If the horizontal and vertical velocities are u and v respectively, what is the overall speed, and what is the angle of it?
 
i know how to find the angle.. but how do i find the overall speed... is that by the pythagorean theorem and i plot that based on what i got for the V0x and v0y?
 
2^2+3.46^2=15.97
sqrt(15.97)
3.99 m/s
tan^-1(3.46/2)= 59.97 degrees
3.99m/s @ 59.97 degrees'
 
akshajkadaveru said:
2^2+3.46^2=15.97
sqrt(15.97)
3.99 m/s
tan^-1(3.46/2)= 59.97 degrees
3.99m/s @ 59.97 degrees'
You've used the initial vertical velocity. As a result, you've recalculated the initial angle and overall speed.

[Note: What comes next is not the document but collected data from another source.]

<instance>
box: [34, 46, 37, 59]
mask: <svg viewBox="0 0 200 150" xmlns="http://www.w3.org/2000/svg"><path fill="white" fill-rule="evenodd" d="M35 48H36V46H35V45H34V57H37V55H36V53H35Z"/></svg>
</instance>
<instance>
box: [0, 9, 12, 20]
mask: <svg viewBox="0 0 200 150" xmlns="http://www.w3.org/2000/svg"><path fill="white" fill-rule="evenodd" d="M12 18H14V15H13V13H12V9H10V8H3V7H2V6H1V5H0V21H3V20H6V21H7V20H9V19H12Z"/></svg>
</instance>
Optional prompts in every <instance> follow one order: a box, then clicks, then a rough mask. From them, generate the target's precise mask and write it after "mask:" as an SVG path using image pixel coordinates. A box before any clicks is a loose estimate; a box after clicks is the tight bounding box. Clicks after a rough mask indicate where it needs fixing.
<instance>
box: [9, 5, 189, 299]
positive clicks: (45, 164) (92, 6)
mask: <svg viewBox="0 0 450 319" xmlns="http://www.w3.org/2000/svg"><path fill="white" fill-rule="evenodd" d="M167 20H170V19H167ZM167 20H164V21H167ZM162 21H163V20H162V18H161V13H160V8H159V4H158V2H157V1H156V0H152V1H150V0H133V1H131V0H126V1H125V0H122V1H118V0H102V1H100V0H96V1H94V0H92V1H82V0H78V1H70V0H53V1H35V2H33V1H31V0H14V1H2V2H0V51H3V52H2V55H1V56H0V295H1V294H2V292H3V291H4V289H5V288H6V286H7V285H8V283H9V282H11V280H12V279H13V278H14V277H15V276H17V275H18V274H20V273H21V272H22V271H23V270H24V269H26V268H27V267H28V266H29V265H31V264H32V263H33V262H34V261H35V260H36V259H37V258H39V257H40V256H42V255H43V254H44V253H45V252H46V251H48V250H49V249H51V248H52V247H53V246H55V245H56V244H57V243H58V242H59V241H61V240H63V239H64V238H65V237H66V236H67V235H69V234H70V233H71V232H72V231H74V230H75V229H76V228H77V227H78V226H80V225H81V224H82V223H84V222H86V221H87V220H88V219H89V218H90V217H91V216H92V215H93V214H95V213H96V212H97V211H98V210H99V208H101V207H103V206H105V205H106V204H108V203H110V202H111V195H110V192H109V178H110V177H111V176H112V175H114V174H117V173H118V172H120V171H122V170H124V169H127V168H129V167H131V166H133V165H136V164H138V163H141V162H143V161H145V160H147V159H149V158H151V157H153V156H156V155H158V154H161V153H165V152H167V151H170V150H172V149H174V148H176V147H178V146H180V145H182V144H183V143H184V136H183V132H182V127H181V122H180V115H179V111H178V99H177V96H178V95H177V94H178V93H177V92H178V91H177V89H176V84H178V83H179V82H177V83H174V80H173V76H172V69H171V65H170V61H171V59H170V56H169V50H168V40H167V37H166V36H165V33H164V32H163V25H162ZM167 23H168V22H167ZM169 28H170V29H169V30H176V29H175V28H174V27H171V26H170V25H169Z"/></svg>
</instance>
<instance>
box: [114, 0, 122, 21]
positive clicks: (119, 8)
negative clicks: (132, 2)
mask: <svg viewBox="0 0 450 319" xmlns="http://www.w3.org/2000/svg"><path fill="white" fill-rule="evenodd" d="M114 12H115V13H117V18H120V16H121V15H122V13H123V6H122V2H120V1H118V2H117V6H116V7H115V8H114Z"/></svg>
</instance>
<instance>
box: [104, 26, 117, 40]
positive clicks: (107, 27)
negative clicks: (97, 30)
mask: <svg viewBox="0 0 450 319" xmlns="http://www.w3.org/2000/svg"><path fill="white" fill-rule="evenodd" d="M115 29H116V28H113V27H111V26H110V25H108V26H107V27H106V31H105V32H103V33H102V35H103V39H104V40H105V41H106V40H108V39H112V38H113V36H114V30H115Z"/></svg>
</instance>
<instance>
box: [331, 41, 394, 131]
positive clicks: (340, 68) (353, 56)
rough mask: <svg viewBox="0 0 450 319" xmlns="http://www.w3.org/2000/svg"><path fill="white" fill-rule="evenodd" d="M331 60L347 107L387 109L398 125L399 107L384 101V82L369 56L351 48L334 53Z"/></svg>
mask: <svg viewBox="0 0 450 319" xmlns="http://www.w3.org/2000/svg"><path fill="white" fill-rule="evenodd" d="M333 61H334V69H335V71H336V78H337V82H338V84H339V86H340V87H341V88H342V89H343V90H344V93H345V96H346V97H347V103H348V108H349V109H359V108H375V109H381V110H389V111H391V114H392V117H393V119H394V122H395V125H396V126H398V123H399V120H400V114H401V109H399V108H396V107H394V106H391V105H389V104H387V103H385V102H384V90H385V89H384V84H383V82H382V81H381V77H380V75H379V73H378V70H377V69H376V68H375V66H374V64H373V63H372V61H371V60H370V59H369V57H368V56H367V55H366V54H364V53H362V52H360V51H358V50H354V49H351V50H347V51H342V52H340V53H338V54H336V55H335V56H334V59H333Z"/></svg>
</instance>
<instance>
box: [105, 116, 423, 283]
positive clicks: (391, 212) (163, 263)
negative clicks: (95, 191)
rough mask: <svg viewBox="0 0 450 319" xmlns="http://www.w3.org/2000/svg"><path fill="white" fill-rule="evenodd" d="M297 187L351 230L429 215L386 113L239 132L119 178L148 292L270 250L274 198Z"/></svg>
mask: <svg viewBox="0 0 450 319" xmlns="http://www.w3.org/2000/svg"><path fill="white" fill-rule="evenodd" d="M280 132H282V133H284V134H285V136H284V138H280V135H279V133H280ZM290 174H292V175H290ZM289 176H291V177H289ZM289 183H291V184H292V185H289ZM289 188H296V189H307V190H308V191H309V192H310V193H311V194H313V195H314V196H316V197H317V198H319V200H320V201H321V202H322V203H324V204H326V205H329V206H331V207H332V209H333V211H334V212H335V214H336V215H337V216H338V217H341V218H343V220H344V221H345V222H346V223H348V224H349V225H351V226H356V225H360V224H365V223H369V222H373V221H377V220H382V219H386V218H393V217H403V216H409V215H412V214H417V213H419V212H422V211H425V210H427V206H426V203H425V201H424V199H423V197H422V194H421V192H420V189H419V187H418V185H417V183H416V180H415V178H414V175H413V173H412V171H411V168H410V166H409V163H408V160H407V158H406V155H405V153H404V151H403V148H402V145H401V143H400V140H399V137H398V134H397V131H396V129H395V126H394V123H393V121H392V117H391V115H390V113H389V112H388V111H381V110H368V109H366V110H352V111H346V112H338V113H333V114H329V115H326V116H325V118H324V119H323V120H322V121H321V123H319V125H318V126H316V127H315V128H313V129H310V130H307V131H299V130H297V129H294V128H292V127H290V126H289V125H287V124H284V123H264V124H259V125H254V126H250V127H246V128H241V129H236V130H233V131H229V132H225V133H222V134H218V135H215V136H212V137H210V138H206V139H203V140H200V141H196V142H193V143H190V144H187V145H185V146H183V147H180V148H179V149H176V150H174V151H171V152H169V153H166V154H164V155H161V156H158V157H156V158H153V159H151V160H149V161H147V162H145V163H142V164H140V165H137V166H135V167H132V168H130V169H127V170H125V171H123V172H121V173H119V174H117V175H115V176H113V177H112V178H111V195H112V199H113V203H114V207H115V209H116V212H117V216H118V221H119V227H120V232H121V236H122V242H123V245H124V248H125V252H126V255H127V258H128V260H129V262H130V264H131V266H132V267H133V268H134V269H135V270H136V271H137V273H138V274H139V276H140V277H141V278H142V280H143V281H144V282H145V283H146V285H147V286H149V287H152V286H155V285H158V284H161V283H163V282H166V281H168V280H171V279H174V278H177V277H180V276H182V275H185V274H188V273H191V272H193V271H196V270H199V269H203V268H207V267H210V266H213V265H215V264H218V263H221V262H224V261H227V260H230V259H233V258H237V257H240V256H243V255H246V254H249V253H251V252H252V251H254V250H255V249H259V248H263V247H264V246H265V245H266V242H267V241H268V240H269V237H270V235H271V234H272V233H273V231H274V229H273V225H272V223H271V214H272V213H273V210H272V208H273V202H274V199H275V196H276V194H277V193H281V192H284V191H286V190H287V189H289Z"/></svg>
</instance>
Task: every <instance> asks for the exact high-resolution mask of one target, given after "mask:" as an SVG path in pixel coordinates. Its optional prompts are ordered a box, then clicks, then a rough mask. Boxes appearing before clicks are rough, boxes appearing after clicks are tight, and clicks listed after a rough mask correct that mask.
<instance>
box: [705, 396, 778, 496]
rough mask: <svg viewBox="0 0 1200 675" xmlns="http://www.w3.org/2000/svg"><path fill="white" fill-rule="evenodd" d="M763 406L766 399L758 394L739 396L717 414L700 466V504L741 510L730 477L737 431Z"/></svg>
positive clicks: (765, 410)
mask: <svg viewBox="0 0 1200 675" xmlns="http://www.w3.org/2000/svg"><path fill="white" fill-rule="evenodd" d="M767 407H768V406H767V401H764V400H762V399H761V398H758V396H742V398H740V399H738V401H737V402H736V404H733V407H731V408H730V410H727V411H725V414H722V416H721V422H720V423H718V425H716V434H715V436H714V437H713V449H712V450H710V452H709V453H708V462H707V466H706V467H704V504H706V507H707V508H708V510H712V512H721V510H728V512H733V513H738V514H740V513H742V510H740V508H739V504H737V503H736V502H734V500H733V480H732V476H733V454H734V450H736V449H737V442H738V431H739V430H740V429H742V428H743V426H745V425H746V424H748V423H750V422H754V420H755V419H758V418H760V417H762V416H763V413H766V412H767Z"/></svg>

Use the vertical velocity when it hits the target.
 
ARGHGHGHH! so what i JUST did was wrong but what will my X and Y value things be then ?
 
i didn't post anything on 27
 
so is it... 1^2+1.44^2=whatever
sqrt(whatever)= ______ @ tan^-1(1.44/1)?

will that be my answer?
 
oh... i thought that't just the length of how far the thing went... how do i get that then >?
 
akshajkadaveru said:
oh... i thought that't just the length of how far the thing went... how do i get that then >?
No, you can't add a velocity to a length, or a velocity-squared to a length-squared. It makes no sense.
To apply the arctan formula and Pythagoras, you need two things of the same type at right angles - both lengths, or both velocities, or both accelerations...

What is the initial horizontal velocity? What is the horizontal acceleration? So what is the final horizontal velocity?